The obligation is described as a "duty to speak" and, in principle, is not restricted solely to disputes arising over insurance. However, the fact that insurance is a contract of utmost good faith increases the likelihood of a party having an obligation to speak up.

The dispute before the Court of Appeal concerned the theft of stock (by an employee) from a Ted Baker distribution centre. Ted Baker made a claim on its insurance for the lost stock and loss of profits. In response, the company's insurers, AXA, asked it to provide various documents, including accounting information, to substantiate the claim. Ted Baker met with AXA's loss adjuster and explained that it would be both costly and time-consuming to provide all of the information requested. The loss adjuster said that he would seek instructions and get back to them, but never did.
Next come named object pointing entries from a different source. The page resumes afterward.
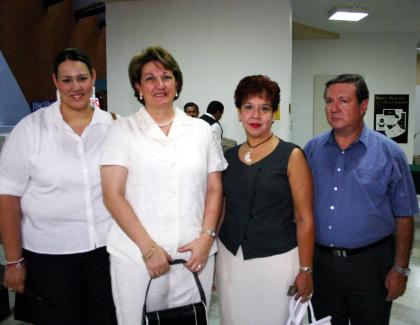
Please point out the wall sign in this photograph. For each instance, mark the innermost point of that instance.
(391, 116)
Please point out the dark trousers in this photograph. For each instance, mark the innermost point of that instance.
(70, 289)
(353, 288)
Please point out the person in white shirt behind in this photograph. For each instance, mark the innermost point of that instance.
(161, 178)
(212, 116)
(53, 222)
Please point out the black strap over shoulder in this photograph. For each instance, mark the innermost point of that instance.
(197, 281)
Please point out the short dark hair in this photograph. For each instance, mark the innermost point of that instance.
(71, 54)
(153, 53)
(214, 107)
(190, 104)
(362, 91)
(258, 85)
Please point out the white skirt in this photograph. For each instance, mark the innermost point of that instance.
(254, 291)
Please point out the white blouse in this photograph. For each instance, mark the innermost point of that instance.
(56, 174)
(167, 178)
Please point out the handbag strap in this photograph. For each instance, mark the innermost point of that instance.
(197, 281)
(311, 311)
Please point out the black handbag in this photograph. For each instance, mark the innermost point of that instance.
(192, 314)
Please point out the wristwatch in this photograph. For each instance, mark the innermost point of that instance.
(210, 232)
(403, 270)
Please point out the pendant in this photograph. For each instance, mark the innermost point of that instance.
(247, 157)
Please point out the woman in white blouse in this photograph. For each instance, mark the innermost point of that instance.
(52, 219)
(161, 178)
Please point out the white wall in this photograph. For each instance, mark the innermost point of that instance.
(216, 43)
(388, 63)
(417, 139)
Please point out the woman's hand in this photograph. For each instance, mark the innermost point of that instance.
(14, 278)
(158, 263)
(200, 249)
(304, 285)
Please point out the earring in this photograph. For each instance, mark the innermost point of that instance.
(57, 94)
(94, 102)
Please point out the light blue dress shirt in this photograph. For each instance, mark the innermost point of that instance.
(359, 191)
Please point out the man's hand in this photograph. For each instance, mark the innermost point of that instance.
(395, 283)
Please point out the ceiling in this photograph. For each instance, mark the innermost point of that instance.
(310, 17)
(385, 16)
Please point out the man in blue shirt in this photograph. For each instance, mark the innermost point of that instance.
(364, 204)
AXA subsequently relied upon Ted Baker's failure to provide the information as breach of a condition precedent in its policy and thus grounds for denying cover. Ted Baker, understandably, complained that it believed the issue had been parked, following the meeting with the loss adjuster. The Court agreed that AXA was not entitled to take the point without having first made it clear to Ted Baker that, as far as it was concerned, the request for documents remained outstanding and was in issue.

It remains the case that an insurer has no general duty to warn a policyholder of the need to comply with their policy conditions. However, policyholders may now expect their insurers to engage in a more meaningful way with regards issues that are in dispute, and hopefully avoid any nasty surprises.